One of my girls was crying for this fish and I added a strawberry pseudochromis( I guess it is also called purple dottyback(?) ) 2 week ago. 

He has been fine and not bothering any fish/shrimps but I read that this fish will eventually turn into a devil and kill pretty much anything in the tank including clownfish... 

what's your experience on this fish? should I just return to LFS before it gets nasty??


----------



## scott tang (Jan 29, 2012)

Mine is full grown and is fairly peace full with his tank mates there wrass halk fish clowns cardinals ect


----------



## albert_dao (May 28, 2012)

Crappy fish. Sold like 50x+ of them over the last decade. Probably regretted 99% of those sales. Had to personally go into 2 or 3 of the tanks and catch them out myself. I'm ashamed to admit it, but I can think of one occasion back in 2005 where I more or less turned a new saltwater enthusiast back to freshwater after selling them one of these fish. 
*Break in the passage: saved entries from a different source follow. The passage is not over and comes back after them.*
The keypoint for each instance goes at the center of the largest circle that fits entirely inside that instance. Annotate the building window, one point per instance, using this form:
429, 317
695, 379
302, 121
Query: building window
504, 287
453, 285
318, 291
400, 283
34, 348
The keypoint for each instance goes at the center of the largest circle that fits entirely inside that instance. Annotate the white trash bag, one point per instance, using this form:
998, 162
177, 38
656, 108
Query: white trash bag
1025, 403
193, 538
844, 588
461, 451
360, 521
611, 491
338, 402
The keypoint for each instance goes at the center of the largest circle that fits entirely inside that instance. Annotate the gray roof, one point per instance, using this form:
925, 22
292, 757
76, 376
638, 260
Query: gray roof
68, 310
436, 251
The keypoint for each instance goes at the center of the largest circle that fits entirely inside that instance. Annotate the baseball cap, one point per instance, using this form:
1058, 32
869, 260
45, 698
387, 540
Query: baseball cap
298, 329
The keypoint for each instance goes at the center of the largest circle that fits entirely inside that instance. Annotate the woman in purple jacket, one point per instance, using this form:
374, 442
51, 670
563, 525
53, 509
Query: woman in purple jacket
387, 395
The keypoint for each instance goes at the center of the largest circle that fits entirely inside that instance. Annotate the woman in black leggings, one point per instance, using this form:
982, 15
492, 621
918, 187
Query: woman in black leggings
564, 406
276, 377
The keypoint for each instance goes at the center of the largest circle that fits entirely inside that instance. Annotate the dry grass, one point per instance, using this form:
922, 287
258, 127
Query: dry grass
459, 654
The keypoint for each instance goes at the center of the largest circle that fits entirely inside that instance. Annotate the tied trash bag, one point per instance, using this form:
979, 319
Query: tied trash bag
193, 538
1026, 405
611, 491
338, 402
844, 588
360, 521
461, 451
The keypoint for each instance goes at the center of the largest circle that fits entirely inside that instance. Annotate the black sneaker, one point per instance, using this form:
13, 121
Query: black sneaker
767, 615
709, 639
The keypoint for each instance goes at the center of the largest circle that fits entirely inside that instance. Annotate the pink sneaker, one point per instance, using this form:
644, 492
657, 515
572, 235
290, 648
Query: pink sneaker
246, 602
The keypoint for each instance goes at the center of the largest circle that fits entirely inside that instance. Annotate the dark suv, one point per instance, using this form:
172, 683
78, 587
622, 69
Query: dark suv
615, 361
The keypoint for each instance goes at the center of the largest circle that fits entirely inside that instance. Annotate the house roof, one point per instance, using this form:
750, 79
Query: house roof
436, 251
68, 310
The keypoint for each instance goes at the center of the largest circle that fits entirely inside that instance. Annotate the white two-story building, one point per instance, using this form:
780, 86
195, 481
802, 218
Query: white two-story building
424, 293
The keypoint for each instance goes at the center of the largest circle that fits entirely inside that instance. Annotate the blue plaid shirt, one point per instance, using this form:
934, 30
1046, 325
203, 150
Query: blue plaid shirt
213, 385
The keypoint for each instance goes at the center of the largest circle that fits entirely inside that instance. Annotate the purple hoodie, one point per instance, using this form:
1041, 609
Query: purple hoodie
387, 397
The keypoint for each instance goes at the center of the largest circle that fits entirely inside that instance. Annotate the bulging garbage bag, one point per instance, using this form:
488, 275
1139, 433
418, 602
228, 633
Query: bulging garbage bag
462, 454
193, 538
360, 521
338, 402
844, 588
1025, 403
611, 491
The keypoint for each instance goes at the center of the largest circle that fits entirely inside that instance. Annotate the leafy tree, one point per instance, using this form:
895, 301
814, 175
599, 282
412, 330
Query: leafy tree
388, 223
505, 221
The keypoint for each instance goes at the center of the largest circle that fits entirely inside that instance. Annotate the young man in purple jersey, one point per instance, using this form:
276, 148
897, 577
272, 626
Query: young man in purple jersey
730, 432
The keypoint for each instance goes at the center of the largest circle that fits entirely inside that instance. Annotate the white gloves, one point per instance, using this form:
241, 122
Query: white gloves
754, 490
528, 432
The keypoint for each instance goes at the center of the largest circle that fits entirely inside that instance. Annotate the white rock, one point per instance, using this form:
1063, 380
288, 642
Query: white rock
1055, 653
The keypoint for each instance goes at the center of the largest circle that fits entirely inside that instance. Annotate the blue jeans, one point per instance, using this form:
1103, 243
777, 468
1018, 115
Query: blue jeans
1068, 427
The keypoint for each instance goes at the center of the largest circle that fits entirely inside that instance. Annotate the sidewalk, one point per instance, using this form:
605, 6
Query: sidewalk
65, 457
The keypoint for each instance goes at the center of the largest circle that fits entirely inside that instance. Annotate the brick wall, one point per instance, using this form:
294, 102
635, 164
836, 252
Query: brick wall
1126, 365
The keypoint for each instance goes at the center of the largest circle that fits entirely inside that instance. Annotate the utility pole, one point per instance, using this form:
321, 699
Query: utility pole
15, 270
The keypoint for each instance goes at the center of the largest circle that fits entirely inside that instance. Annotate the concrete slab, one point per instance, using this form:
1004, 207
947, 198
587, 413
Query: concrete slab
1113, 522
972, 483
Here's the deal: They are a newb trap. They're colorful, hardy, small and inexpensive. They also happen to have conveniently high profit margins. That said, if you throw one in a tank smaller than 72 gallon, they're probably going to end up causing you a lot of grief. That's a rule I'd follow. Exceptions happen, but I wouldn't count on being the lucky dude out of thousands.


----------



## jhj0112 (Jul 30, 2013)

Thanks Albert and Scott!! Well... a cleaner shrimp that we bought yesterday is missing now... I don't know if it is this guy or something else.. hmmm.. during the day, he is ok.. I will keep an eye on him...


----------